On the second time around, I was a little more coffee focused. Here’s some highlights.
I started off at Bach, a coffee shop in and around the Tokyo area. I had been tipped off by an employee at the hostel I was staying at, and despite my skepticism it actually turned out to be a pretty cool spot.
They offer pretty wide selection of coffee, mostly single origin. All coffee is done pour-over or “hand-drip” as the Japanese call it, and the coffee was pretty delicious.

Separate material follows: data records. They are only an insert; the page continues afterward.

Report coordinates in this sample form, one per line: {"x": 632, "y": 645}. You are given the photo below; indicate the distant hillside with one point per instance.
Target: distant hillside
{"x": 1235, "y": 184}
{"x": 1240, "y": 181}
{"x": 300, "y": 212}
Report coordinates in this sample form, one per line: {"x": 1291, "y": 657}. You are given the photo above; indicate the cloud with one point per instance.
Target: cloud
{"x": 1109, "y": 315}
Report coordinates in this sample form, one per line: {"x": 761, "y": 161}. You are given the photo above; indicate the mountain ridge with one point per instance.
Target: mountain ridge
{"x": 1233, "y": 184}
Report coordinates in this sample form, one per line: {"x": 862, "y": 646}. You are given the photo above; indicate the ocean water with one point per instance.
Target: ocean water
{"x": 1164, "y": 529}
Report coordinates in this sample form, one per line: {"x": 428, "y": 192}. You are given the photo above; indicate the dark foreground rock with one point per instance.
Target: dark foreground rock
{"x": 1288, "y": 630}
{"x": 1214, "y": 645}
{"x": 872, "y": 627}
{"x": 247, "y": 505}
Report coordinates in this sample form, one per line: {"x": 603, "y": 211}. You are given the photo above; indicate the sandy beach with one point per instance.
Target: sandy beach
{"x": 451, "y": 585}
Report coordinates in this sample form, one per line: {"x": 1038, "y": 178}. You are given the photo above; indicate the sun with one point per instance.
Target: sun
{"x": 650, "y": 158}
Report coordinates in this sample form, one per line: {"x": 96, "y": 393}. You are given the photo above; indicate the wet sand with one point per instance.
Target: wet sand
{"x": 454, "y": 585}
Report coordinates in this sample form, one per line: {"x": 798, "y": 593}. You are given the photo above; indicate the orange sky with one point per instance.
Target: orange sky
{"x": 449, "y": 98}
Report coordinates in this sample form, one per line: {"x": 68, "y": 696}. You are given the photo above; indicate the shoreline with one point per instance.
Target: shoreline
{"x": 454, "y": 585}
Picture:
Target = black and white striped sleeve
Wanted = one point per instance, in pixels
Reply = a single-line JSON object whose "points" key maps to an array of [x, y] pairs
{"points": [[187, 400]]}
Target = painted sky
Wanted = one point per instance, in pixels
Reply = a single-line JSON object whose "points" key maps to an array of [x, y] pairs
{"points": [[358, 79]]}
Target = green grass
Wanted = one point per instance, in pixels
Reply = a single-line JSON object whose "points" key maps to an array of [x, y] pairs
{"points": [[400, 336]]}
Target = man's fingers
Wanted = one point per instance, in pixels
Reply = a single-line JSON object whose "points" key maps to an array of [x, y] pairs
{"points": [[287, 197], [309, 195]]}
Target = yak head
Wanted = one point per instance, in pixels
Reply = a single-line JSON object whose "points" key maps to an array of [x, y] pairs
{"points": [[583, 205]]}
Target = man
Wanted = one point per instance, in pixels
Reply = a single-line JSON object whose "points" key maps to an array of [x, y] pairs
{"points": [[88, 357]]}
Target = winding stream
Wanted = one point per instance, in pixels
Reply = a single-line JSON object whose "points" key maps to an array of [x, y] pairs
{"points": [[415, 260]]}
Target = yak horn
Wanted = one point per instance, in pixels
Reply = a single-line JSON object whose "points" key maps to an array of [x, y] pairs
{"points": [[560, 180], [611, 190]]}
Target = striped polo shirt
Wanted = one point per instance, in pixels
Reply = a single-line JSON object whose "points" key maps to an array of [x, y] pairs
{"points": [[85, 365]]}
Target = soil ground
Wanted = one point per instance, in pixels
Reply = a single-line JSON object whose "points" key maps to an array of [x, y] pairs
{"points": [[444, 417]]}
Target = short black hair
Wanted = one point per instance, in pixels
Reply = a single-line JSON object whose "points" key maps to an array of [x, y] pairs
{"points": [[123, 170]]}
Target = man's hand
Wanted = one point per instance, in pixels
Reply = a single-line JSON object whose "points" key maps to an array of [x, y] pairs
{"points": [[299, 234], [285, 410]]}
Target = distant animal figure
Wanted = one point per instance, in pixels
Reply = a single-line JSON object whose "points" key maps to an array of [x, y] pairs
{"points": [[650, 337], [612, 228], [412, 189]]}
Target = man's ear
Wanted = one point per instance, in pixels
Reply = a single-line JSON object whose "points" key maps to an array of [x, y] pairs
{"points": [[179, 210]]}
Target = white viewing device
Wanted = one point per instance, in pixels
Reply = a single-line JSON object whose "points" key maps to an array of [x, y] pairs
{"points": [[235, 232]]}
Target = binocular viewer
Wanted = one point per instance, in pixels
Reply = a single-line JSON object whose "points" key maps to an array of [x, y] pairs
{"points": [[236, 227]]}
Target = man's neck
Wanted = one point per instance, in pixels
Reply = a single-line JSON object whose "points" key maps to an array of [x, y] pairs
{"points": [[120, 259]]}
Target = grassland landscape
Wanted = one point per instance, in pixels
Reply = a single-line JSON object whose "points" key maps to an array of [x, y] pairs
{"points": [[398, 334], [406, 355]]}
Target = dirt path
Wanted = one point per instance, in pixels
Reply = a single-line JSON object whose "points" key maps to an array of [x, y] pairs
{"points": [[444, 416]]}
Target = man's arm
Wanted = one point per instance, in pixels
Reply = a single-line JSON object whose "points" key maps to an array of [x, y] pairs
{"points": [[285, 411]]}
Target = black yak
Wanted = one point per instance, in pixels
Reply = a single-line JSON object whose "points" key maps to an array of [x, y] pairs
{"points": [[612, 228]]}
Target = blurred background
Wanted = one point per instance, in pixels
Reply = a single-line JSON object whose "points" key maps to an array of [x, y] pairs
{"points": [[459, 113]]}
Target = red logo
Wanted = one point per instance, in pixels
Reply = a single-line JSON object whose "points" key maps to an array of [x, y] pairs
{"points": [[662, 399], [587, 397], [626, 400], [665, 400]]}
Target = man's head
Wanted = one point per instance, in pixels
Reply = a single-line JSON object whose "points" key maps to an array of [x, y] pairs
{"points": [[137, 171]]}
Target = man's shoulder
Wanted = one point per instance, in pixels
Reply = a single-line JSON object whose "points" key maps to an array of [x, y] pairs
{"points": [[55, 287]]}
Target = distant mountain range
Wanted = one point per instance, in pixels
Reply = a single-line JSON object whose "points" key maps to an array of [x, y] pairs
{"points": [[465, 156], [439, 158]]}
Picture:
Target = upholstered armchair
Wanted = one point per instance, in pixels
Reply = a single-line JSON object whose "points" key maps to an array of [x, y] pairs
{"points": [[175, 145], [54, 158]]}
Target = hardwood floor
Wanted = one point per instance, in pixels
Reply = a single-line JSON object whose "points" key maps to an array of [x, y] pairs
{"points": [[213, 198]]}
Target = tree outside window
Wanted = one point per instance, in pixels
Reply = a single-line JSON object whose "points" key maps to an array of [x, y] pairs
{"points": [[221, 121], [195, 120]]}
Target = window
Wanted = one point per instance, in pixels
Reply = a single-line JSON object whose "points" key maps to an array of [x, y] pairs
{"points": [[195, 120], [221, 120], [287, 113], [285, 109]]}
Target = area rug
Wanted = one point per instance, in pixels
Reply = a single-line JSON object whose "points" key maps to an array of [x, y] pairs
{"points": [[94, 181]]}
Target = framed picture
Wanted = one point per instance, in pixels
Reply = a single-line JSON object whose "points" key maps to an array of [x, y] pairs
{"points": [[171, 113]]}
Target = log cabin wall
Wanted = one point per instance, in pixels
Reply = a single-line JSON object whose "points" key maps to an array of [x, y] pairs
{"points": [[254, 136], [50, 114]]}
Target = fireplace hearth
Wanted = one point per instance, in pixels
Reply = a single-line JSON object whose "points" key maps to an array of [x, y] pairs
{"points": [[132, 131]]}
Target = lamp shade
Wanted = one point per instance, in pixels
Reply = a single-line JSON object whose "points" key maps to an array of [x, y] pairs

The presentation was top notch.
Bach –like most Japanese cafe’s is a full service style cafe. You’re greeted, ushered to your table, you order from a server, and your coffee is brought to you. I found out later that Bach has been around for a really long time, and is quite well known in and around Japan.
From Tokyo, I went off to Okinawa for 5 nights.
First off, Okinawa is unbelievable beautiful, so plan a little ahead before you fly into Japan, and get the $200 round trip ticket, it’s totally worth it. When I arrived I had a bit of a problem. I had brought some great coffee from home to drink, but couldn’t brew it… no grinder. It took me a whole 28 hours to devise my master plan to get it ground.
I departed the hostel with the coffee in my black ops backpack, I then located the only Okinawan Starbucks. I picked up the lightest roasted starbucks coffee I could find: House Roast, bought it, said my arigatos and left, but before I went home, I deverted into a dark neglected corner, covered myself with my cape and broke the vacuum seal that keeps Starbucks coffee good for one whole year. With some Indiana Jones flare, I swapped my coffee into the Starbucks coffee bag, and as if nothing had happened I moved swiftly back into Starbucks. When I got to the counter, out came the most confident broken japanese that made no sense. And if it wasn’t for my charades-filled childhood, I’m not sure I would have ever got that coffee ground. But she did it, and for the first time ever my coffee made sweet love to a starbuck’s burr set. I took my ground Kenya Mtaro and guilty conscious, and that was that. Mission Success. Take note, this may happen to you one day, and where there’s water, there’s a Starbucks.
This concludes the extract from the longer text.